Comparing Ourselves to Others: Long Run it Out

I came across this post by Kristin Armstrong in Mile Markers, and I loved her little lesson:

Think (hard) and get real honest about the comparisons you make [about yourself with respect to others]. Put them in your journal if you are feeling shy. Or talk about them on your long run this weekend, if you are feeling bold. The more aware we are of our tendency to compare, the more adept we will become at recognizing it, and eventually Stop. Doing. That.
Comparison is a thief. Let's stop handing the sneaky little b**** our house key, alarm code and the combination to our safe.
That's why you should never miss your Long Run.  Good old LSD will keep you not just sane, but happy.  You can think through your thoughts--or you can agonize over the burn in your lungs and quads because maybe you've been a little lazier than you would've like on your runs during the week.

Either way, you're working through something.

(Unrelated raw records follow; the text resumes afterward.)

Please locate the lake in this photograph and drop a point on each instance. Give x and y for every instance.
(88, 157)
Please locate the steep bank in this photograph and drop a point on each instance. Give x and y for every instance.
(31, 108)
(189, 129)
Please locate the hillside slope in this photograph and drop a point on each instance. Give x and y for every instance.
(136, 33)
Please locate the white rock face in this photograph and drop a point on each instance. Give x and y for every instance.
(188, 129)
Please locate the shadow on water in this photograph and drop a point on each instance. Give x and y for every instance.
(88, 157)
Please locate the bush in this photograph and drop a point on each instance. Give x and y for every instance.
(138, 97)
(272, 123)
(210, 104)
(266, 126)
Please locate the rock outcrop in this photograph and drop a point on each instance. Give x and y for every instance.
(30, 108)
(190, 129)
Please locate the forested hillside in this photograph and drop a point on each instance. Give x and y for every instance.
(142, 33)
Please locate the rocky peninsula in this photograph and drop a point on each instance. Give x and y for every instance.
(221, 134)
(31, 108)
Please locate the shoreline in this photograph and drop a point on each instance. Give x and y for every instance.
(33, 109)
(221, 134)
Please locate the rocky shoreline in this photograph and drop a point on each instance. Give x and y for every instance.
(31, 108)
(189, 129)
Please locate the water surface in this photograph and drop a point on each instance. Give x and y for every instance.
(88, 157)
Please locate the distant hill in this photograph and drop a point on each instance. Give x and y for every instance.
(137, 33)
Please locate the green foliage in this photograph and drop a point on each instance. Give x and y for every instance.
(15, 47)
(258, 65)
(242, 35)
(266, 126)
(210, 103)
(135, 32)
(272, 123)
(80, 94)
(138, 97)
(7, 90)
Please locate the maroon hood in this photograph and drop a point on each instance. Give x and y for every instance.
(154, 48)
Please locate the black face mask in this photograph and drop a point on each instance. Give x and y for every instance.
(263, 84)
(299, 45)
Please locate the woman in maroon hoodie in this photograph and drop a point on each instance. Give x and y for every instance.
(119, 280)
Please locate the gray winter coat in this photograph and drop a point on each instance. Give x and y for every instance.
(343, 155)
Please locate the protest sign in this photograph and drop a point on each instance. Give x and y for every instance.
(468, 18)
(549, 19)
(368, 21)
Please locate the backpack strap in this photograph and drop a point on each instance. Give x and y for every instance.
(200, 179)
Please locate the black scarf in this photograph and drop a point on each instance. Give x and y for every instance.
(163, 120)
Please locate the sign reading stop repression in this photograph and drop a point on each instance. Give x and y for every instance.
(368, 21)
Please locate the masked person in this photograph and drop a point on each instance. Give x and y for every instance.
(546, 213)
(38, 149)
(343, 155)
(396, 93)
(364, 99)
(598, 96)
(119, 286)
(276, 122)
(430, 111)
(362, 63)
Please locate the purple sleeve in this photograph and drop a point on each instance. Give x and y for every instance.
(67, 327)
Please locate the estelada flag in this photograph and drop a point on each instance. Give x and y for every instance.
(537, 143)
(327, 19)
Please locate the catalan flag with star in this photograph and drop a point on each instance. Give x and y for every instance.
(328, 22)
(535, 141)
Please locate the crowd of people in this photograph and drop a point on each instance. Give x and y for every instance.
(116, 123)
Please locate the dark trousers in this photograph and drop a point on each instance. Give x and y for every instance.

And that way, at the end of the run, you'll understand not just more about yourself, but more about who you should be:

no one else.

Monday, July 23, 2012

9.8 miles: Running for the Love and the Test

Here's a beautiful line about running that absolutely melted my heart, and my legs:

Their strides opened up, their lungs gasped for air, and their legs burned. They were finding their limits and exceeding them with every step. They were testing themselves and discovering they were up to the challenge. They were running with free souls.

Because that's what running is all about.  Running free.  Disconnected from the artificial world man has created to dominate and placate Nature--and consequently, himself.

But we are free.  When we run, it's a space apart from our day.  It's the extra.  The part of ourselves we can't show to anyone else.

Our freedom:
I set out to find out how much pain I could endure, how much I was willing to give. Like the others around me, I wanted to know what would happen if I let go of all the constraints I normally place on myself. I wanted to know-no, I needed to know-if I could push past my own demons.

And so I ran the fastest mile of my life. World-record pace? Hardly. It wasn't even very fast for my age-group. But it was fast for me. It proved to me that I have the spirit, if not the body, of a champion. 

That's what we all discovered on that track. We discovered the truth in Pre's admonition to accept only our very best. We discovered that our best sometimes resides deep inside of ourselves, in remote parts of our souls. 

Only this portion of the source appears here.